Incoming AMP CEO Alexis George (Image: AAP/Lukas Coch)

It was always going to be a woman who took the reins at corporate basket case AMP. Scandals have a way of clearing the decks, and AMP has had plenty of them. But the decks often seem to be cleared in a particular way: the men head for the exits while the women stay and clean up the mess. 

It’s a scenario that has played out over and over again, including at AMP. It was former chairwoman Catherine Brenner who took the brunt of the fallout from the company’s blistering appearance at the Hayne royal commission, even though the fees-for-no-service scandal had been brewing long before her appointment. She all but disappeared from public view, even as her male counterparts landed top jobs at other boardrooms.
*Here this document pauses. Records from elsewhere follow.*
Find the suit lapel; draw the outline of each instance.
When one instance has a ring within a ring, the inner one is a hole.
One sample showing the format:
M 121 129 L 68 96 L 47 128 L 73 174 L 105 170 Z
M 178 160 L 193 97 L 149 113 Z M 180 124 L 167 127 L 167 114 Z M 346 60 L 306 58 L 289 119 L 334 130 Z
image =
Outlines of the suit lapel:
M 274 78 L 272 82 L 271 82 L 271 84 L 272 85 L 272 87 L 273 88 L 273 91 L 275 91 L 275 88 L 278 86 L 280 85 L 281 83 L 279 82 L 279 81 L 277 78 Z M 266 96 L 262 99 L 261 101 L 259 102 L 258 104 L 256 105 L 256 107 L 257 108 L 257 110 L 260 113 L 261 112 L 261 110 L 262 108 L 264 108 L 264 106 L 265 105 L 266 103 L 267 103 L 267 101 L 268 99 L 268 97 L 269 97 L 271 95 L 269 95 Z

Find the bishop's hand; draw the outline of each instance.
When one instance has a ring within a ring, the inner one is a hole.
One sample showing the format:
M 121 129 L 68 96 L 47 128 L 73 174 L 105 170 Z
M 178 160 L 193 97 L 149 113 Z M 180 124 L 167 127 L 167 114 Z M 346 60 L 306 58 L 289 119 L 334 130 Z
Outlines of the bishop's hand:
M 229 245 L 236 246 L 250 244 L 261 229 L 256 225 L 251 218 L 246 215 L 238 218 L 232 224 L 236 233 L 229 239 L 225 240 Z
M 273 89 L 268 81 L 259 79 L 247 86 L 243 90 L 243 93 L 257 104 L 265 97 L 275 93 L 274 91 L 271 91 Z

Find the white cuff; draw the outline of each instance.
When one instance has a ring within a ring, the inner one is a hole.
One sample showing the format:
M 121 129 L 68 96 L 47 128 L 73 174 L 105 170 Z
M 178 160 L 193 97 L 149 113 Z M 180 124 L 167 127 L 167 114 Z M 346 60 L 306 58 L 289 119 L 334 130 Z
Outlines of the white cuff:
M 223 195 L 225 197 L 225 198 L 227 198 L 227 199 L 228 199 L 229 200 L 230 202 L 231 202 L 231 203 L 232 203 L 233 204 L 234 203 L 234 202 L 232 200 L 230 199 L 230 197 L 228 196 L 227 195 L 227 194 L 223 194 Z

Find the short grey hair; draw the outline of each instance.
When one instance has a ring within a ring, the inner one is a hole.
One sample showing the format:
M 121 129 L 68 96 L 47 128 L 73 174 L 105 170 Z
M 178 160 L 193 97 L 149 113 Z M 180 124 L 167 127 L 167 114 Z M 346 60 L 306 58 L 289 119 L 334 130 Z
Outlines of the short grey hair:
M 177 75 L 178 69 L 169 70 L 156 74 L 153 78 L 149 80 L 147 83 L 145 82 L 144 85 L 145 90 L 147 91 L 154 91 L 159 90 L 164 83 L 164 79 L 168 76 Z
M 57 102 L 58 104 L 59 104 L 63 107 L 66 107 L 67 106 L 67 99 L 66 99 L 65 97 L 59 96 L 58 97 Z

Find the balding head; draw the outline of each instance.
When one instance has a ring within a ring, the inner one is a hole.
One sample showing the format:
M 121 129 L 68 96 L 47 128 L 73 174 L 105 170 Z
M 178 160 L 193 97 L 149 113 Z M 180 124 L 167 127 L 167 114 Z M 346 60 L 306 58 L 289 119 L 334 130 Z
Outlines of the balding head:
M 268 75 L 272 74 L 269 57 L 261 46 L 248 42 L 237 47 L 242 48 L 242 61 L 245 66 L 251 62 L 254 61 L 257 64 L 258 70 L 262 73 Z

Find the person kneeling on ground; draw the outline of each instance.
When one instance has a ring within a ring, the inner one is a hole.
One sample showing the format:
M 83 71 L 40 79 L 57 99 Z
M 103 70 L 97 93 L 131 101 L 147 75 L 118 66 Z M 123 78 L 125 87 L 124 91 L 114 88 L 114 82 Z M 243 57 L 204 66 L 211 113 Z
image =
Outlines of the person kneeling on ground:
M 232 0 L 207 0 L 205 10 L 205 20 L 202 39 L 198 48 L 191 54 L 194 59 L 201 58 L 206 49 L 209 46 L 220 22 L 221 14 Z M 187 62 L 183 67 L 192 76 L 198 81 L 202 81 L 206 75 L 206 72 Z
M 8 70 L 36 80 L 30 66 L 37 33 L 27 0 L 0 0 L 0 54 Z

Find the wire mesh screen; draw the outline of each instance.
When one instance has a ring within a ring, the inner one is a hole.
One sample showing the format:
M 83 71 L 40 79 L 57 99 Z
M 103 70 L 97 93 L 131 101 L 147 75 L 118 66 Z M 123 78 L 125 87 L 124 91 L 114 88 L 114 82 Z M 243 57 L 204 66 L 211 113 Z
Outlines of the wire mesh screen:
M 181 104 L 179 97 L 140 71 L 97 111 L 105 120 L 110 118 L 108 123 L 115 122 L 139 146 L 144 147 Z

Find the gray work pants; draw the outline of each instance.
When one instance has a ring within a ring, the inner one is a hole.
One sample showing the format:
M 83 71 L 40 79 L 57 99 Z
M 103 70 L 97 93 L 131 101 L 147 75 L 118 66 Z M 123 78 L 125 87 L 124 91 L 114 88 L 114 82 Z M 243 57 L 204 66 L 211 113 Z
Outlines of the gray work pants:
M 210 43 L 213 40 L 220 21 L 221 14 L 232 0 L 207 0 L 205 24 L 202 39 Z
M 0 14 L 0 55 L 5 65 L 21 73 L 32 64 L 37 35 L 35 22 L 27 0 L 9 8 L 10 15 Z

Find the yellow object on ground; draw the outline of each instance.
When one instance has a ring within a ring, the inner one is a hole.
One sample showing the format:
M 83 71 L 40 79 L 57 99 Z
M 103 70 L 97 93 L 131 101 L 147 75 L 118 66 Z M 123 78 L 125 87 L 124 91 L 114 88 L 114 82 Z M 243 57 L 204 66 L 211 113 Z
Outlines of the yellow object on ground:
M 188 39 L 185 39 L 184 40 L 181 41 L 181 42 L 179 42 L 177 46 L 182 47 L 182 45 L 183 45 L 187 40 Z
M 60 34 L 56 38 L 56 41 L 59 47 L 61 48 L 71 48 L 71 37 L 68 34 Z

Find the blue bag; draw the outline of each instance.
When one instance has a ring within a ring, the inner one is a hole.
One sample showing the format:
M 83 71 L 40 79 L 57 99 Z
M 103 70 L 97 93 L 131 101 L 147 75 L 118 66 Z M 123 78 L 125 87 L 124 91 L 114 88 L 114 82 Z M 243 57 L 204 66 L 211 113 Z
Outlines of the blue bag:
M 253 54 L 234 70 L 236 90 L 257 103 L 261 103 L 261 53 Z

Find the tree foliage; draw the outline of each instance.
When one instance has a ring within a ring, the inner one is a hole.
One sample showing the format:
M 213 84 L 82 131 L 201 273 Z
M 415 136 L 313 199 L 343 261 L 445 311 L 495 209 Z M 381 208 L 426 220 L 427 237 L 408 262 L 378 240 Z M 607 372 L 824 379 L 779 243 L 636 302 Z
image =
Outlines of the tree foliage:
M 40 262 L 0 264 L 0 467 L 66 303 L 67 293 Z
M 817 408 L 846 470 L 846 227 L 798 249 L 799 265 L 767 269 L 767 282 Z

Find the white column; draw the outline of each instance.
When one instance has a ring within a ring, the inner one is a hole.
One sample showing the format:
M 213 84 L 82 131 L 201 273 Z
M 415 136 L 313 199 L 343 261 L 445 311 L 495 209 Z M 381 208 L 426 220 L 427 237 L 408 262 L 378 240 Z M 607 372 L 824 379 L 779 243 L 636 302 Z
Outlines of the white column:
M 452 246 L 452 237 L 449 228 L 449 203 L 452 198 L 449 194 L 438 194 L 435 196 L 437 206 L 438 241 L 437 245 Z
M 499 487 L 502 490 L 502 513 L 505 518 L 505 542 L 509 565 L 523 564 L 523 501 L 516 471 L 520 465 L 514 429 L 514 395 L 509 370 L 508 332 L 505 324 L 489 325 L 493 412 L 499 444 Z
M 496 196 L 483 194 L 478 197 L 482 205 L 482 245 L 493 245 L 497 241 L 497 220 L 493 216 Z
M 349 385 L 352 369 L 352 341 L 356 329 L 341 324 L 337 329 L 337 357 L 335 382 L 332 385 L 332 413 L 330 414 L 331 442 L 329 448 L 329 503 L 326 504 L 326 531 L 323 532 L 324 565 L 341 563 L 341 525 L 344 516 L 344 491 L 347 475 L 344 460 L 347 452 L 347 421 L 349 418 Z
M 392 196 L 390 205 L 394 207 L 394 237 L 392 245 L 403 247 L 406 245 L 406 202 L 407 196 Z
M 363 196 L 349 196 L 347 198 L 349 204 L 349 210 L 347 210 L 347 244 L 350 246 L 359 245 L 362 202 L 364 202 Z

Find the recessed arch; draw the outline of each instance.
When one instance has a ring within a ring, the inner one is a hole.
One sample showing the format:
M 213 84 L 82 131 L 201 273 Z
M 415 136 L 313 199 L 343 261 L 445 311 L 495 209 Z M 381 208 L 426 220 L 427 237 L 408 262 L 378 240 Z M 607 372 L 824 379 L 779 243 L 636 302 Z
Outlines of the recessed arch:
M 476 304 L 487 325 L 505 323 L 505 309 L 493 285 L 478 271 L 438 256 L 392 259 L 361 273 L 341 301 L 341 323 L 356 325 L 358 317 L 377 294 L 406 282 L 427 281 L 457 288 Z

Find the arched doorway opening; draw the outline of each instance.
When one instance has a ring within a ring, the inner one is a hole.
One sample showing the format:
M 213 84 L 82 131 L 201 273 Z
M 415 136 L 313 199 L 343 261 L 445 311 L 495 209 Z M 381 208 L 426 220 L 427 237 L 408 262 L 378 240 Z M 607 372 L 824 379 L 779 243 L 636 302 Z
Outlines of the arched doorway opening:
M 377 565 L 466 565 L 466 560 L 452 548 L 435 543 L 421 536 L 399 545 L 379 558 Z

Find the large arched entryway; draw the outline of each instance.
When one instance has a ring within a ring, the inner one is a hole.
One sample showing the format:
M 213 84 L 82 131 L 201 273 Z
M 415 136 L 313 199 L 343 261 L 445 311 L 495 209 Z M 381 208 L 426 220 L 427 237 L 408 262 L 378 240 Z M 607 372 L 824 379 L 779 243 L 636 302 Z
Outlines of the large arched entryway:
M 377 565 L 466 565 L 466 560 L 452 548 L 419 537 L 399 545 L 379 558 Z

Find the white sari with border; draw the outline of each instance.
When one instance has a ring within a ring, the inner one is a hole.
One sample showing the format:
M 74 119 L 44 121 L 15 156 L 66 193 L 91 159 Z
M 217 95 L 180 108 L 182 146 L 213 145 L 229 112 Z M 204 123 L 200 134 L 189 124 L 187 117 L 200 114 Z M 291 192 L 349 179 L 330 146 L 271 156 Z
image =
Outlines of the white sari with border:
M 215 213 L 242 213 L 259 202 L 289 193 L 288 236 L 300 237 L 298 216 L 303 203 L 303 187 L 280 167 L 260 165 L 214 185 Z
Now it’s Alexis George’s turn. It remains to be seen whether the new CEO, who starts today, will be able to somehow miraculously turn AMP, which has also faced its own sexual harassment reckoning, around from the dumpster fire that it is. But with the corporate regulator now suing the company over the fees-for-no-service scandal, she also risks taking the blame for problems that her predominantly male predecessors may have set in motion.

A long history 

Helen Coonan has found herself in a similar situation. The Crown Resorts chairwoman has become the public face of Crown’s ugly downfall. As she cops the fallout from the latest inquiry into the casino giant, many of Crown’s male directors who presided over the misconduct are nowhere to be seen. Of course Coonan is no saint herself, having spent nine years on the board during much of the time in which Crown’s misconduct occurred. But she is now having to answer for the misconduct alone, while her male counterparts disappear into the sunset.

Ironically the appointment of women to top corporate roles — even when they are walking right into a scandal — is often celebrated. Brenner’s appointment was hailed as the end of the “blokey directors’ club”. But what she ended up being was the fall guy for the blokes.

Just months after her appointment, the fees-for-no-service scandal blew up, a scandal that would claim her job as well as those of many others. But the reputational damage seemed to be magnified for Brenner. She was forced not only to step down from the AMP board but her role at Coca-Cola Amatil. Compare that to AMP director and former chairman Simon McKeon, who left the company in 2016 with no explanation, and now sits on the boards of Rio Tinto and NAB. 

According to the AFR, Australia is one of only three countries globally where women occupy more than 30% of big company board seats, even in the absence of quotas. But despite a growing number of women being appointed to boards, women still face a hurdle when it comes to reaching the roles of CEO or chairperson. But it seems this final glass ceiling is more easily broken when the company in question is in trouble. 

Meredith Hellicar took the reins of James Hardie in 2004 just as the company was facing a brutal public reckoning over its deadly asbestos products. One of the first things she did in the role was apologise to asbestos victims, despite having no hand in the company’s dark past. It didn’t stop her name from being tied to one of the biggest corporate scandals in Australian history, perhaps more than her male counterparts.

Christine Holgate had a similar entry into Australia Post, long before her public stouch with Scott Morrison over the Cartier watches affair. She was brought in to lead the government business amid a media storm over former CEO Ahmed Fahour’s pay packet. Ironically, while she was brought in on a lower salary to clean up the mess left by Fahour, it will be her name that the public thinks of when it comes to Australia Post’s corporate misbehaviour. 

These women’s names have stuck like glue to scandals, when many men have been able to walk away and start again. Perhaps before we lament the lack of female talent in corporate Australia, we should reflect on what kind of treatment awaits them at the top.